Güncelleme Tarihi:
Serginin resmi açılışını yapan Alman Federal Meclis Başkanı Norbert Lammert konuşmasında, tehcir olaylarının 20. yüzyılda başlamadığını ve bu yüzyılda da sona ermediğini belirterek, geçmişteki olayların bilincine varılamadan gelecekteki sorunların çözülemeyeceğini söyledi.
Ağırlıklı olarak İkinci Dünya Savaşı sırasında ve sonrasında yurtlarından sürülen Alman ve Polonyalılara değinen Lammert, bu tür olayların hatırlanmamasının halklar arasına mesafe koyacağını ve komşuluk ilişkilerinin gelişmesini engelleyeceğini ifade etti.
Halklar arasında barışma sağlanması için her devletin çaba harcaması gerektiğini kaydeden Lammert, bu nedenle Almanya'da büyük koalisyonu oluşturan partilerin de tehcirin her zaman hatırlanması ve kınanması yönünde karar aldıklarını sözlerine ekledi.
Sergiyi hazırlayan “Tehcire Karşı Mücadele Merkezi” adlı derneğin Federal Meclis milletvekili olan Başkanı Erika Steinbach, Lammert'in konuşması sırasında yanında duran iki çocuğa “Pontus Rum kıyafeti” giydirdiklerini söyledi.

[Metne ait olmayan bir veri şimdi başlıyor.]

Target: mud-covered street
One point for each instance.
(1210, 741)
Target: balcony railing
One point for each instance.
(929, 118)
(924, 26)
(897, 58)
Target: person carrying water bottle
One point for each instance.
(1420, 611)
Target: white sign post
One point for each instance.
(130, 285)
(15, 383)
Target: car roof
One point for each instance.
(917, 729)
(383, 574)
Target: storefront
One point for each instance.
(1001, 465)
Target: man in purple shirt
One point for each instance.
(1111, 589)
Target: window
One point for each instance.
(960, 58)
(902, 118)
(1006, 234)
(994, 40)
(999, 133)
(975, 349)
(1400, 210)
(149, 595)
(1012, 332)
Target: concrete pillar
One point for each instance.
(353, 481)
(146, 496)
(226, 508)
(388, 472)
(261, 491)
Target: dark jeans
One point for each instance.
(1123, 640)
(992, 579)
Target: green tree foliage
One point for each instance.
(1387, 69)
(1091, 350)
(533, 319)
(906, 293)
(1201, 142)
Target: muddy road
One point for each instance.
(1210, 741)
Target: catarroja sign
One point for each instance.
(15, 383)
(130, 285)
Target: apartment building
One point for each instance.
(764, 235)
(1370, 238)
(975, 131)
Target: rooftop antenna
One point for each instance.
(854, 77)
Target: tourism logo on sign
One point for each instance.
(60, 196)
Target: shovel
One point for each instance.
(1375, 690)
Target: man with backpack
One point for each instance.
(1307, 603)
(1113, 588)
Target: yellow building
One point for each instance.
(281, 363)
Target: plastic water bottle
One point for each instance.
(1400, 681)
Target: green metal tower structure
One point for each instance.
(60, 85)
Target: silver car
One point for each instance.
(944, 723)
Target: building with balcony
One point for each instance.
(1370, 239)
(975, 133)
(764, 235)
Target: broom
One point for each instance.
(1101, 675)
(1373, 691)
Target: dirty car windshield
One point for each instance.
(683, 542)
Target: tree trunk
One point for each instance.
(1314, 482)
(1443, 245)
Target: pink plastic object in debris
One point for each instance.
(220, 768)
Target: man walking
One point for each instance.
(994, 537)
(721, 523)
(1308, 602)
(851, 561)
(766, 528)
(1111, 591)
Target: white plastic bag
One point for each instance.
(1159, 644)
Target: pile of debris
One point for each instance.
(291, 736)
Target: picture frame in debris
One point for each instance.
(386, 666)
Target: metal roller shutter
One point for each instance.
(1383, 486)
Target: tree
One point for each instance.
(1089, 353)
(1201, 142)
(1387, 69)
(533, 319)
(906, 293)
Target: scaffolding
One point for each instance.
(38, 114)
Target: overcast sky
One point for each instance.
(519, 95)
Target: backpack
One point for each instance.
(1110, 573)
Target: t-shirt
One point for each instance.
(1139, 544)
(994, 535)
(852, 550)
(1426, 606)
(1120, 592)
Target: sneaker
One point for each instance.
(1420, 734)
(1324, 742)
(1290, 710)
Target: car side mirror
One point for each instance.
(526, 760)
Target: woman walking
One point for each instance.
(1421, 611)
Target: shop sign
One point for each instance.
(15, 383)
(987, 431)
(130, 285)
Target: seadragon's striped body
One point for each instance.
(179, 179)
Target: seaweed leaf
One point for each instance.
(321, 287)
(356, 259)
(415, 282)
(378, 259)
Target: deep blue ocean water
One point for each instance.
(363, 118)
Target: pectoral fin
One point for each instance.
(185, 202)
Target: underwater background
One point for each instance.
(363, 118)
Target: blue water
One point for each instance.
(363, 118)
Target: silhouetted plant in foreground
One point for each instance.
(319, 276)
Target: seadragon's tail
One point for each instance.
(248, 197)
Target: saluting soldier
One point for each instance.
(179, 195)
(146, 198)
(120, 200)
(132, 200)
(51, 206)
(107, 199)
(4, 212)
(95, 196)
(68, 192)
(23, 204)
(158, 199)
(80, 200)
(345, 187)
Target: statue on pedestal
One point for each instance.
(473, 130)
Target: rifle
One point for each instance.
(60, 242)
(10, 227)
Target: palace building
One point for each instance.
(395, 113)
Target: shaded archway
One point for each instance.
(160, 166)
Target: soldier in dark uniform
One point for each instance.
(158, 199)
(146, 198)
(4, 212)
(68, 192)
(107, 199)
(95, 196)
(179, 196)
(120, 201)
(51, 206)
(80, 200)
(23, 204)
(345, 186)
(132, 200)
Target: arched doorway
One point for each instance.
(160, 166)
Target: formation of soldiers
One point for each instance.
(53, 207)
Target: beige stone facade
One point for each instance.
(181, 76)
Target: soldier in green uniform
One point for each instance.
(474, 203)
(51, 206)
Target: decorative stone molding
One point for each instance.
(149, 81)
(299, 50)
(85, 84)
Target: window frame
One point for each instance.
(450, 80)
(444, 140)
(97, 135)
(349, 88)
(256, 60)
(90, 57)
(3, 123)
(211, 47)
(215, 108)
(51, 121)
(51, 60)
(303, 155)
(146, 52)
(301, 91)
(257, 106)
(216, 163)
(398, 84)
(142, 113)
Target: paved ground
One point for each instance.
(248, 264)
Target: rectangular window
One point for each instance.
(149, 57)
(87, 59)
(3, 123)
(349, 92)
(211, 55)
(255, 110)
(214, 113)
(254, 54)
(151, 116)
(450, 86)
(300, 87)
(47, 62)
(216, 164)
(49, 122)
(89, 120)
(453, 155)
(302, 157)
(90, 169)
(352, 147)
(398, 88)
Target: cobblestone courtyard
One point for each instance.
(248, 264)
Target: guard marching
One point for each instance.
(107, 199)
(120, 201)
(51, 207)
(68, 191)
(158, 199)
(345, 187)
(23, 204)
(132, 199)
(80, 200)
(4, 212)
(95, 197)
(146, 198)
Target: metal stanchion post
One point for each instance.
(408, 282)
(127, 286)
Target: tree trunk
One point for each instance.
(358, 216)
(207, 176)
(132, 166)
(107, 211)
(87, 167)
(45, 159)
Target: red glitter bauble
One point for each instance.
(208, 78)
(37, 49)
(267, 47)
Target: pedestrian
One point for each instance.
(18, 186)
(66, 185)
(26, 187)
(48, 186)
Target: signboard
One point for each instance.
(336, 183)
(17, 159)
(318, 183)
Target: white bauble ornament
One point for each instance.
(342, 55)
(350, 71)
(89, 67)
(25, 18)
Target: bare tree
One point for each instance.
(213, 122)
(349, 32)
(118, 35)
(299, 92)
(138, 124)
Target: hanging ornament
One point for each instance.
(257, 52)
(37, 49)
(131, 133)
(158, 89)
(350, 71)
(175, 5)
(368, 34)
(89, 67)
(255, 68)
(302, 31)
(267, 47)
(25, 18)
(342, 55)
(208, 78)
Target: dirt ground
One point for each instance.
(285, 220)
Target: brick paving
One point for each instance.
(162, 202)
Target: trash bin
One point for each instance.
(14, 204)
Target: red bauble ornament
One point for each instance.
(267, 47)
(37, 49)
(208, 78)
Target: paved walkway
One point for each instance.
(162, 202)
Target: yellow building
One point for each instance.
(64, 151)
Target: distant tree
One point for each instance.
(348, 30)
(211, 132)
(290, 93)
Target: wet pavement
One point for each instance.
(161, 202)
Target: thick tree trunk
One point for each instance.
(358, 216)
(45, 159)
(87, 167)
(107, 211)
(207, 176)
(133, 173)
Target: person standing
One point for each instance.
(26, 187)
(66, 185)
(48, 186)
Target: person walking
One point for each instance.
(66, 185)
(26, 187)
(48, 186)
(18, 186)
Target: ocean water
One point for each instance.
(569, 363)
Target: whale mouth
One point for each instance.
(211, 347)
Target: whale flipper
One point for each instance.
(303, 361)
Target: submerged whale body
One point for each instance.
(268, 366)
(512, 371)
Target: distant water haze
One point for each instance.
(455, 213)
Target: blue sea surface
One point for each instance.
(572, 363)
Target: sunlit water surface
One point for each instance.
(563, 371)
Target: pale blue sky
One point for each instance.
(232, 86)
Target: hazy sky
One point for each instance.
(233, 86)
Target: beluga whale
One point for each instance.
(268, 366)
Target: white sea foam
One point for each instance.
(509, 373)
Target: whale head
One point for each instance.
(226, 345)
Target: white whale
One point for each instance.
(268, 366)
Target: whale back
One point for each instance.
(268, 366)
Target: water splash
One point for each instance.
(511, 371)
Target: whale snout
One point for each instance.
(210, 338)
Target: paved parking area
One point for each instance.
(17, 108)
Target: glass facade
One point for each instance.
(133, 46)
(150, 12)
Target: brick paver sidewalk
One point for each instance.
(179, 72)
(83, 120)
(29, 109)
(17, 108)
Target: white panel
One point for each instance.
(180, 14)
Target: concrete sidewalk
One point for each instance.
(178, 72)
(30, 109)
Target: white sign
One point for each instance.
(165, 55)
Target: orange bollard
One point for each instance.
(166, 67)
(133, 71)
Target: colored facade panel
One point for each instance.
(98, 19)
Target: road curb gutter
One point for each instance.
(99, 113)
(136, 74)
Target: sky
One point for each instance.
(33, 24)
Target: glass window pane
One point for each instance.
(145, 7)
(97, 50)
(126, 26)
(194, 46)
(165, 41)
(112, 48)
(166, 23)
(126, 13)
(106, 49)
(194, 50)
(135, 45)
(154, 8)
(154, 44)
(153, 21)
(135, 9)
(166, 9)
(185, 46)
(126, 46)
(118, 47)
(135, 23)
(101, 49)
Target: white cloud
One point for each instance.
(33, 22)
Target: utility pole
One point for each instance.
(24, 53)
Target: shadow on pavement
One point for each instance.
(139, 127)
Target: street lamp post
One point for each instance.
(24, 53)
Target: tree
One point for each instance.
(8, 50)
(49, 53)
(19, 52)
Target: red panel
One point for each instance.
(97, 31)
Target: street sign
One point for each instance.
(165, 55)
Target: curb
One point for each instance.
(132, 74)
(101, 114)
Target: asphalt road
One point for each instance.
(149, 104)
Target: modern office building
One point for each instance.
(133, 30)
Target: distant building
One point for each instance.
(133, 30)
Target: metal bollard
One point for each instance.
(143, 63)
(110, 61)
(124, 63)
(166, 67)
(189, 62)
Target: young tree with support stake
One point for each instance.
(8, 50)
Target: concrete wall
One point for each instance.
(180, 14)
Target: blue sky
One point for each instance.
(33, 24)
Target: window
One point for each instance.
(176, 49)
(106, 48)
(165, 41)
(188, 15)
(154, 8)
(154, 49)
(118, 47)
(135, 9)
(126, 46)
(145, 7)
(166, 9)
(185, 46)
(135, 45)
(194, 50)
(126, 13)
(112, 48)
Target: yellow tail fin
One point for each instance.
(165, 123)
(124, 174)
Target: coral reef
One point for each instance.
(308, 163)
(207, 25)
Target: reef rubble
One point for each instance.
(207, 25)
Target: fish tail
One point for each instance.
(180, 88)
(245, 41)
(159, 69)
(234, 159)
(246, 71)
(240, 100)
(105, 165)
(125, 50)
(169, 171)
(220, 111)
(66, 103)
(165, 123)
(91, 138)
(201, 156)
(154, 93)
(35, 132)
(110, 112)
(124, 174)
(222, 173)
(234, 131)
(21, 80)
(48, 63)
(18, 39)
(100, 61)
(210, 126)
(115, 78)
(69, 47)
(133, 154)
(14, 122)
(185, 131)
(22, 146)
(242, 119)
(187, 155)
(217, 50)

Steinbach daha sonra Lammert'e sergiyi gezdirdi. Lammert, özellikle Almanların sürülmelerini belgeleyen bölümü gezdi.
Berlin'de 3 ay süreyle açık kalacak olan sergide Osmanlı Devletinde Ermenilerin yaşantısı ışıklı panolarda anlatılırken ”Ermenilere yönelik soykırım” başlığı kullanıldı ve sözde Ermeni iddiaları yinelenerek propaganda yapıldı.
Yunan-Pontus Rum iddialarına da yer verilen sergide, Kıbrıs'ta yaşanan olaylar anlatılırken, Türkiye'nin 1974 yılında düzenlediği Barış Harekatı, Yunan ve Rum gözüyle yorumlanarak “işgal” olarak nitelendirildi.
Sergide Boşnakların ve Kosovalıların da tehcire uğradıkları bir panoda anlatıldı. 20. yüzyılda Avrupa'da tehcire uğrayan halklar arasında “Çeçenler, Türkler, Kürtler” de gösterildi.